- Leagues: UNTV Cup (2016)
- Founded: 2016
- Team manager: Ed Bundoc Mark Mabazza
- Head coach: Kenneth Duremdes
- Ownership: Bureau of Customs
- Website: https://www.untvweb.com/untvcup/?teams=boc-transformers

= Bureau of Customs Transformers (basketball) =

The Bureau of Customs Transformers was a basketball team currently that competed in the UNTV Cup Season 5. The Transformers were the newest team to be participate in the UNTV Cup, a public service-based basketball tournament in the Philippines. The team was supported by BOC Commissioners Nicanor Faeldon, that aims to beef up the bureau's campaign on the image transformation to the public from being the corrupted and controversial government agency to one of the most-efficient and transparent agencies to date. The team had one appearance before it was folded in 2017.

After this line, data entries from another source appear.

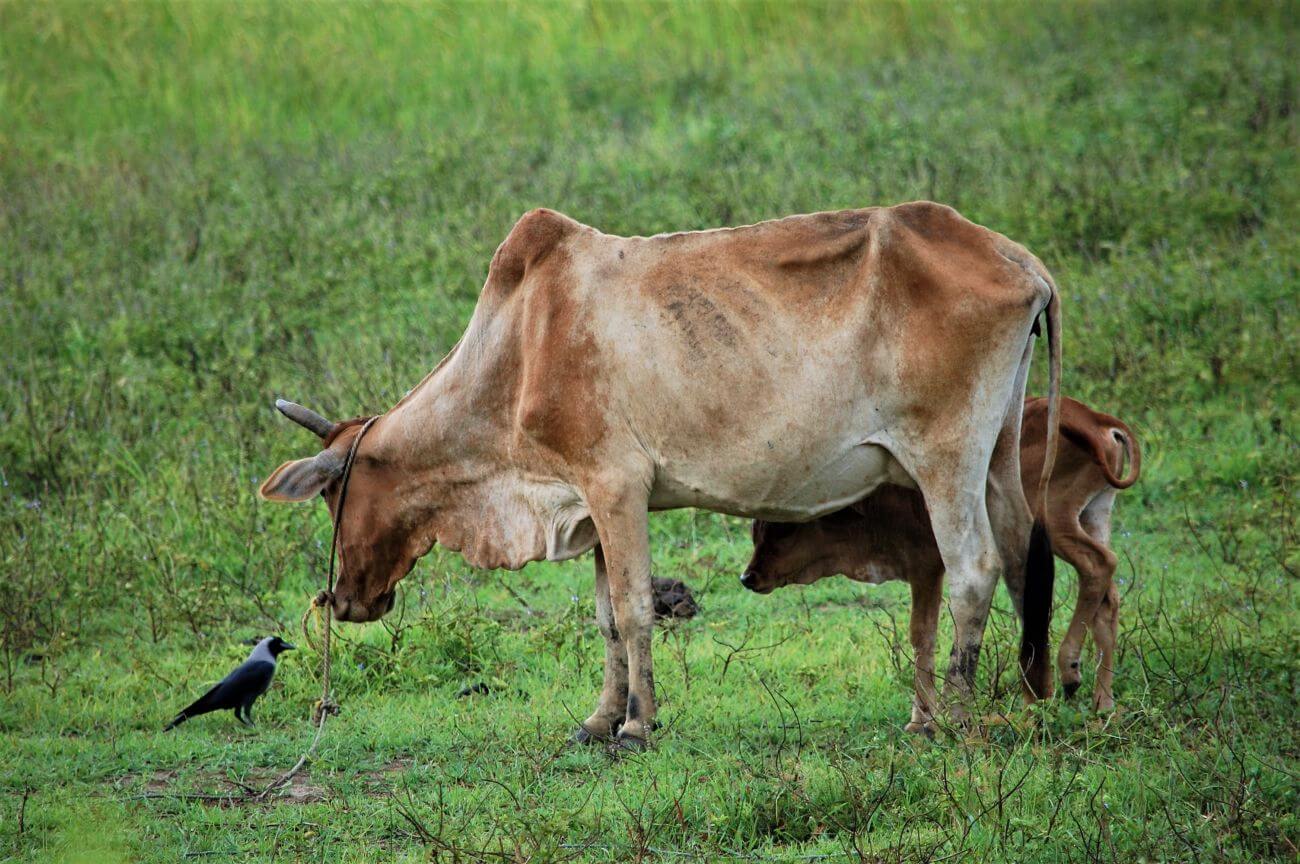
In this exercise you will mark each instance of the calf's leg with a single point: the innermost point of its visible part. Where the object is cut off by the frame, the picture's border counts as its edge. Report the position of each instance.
(1105, 629)
(1096, 565)
(1105, 624)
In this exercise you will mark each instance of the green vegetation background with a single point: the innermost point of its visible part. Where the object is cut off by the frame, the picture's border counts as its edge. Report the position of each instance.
(206, 205)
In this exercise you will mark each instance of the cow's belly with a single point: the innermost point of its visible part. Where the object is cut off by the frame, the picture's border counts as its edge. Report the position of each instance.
(775, 487)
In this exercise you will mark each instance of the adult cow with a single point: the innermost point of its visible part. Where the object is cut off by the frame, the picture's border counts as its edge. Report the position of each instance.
(779, 370)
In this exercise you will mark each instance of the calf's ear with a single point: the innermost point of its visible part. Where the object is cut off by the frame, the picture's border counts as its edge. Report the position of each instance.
(302, 478)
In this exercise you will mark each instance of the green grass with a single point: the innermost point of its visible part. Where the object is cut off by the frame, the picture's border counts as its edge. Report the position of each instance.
(207, 205)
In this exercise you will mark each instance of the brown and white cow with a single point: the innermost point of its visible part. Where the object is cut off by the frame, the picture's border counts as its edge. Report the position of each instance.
(887, 537)
(778, 370)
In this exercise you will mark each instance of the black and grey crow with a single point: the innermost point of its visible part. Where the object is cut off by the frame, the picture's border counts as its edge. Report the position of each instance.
(239, 689)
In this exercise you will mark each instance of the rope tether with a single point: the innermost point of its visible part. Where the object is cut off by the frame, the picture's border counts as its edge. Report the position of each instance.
(324, 607)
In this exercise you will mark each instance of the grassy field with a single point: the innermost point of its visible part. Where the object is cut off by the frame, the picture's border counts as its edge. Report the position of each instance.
(207, 205)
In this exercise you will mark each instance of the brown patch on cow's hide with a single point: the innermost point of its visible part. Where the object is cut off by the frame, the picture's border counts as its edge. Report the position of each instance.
(558, 404)
(672, 599)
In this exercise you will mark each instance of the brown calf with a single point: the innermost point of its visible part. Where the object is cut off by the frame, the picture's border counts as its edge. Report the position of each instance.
(887, 537)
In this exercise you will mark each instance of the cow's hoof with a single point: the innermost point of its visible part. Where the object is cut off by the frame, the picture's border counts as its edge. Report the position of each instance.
(623, 743)
(585, 737)
(926, 729)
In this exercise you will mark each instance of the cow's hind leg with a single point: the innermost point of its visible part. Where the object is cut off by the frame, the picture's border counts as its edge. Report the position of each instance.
(622, 524)
(614, 694)
(954, 493)
(927, 597)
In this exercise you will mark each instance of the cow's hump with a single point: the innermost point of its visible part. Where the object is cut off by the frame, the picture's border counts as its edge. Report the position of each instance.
(536, 235)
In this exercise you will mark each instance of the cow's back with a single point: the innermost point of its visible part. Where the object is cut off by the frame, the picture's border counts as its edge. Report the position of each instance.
(750, 367)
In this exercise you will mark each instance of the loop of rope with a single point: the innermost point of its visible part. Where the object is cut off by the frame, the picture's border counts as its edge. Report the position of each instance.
(323, 604)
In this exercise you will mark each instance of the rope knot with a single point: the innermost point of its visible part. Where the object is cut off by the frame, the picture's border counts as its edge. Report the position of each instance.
(324, 708)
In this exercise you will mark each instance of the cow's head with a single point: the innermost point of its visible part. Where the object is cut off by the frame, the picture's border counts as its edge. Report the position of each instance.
(378, 541)
(801, 554)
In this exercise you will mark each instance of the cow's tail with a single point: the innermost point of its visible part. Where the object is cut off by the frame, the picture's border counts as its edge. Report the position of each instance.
(1132, 452)
(1053, 398)
(1039, 584)
(1040, 567)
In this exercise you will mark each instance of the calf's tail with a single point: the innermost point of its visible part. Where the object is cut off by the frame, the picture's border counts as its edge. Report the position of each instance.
(1039, 582)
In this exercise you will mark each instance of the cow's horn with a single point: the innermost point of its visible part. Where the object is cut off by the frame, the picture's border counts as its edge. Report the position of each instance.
(304, 417)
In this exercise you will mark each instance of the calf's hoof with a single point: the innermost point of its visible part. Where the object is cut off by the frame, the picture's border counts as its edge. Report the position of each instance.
(583, 737)
(624, 743)
(926, 729)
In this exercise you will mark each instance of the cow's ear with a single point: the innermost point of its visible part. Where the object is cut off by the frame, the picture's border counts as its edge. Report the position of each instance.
(302, 478)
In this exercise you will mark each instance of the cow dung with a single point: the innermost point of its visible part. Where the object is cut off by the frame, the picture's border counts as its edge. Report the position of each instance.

The team's roster will were reinforced by PBA legend and former Senate Defenders player Kenneth Duremdes as their playing coach, together with former PBA players Marlou Aquino and Gherome Ejercito.

On September 11, 2016, the Transformers won their first assignment against GSIS Furies, 76-74, in their encounter held at the Pasig City Sports Center. Aquino led the team's top scorers with 12 points.

Aside from the basketball team, a volleyball team also called as the BOC Transformers was introduced in the 13th Shakey's V-League Reinforced Conference.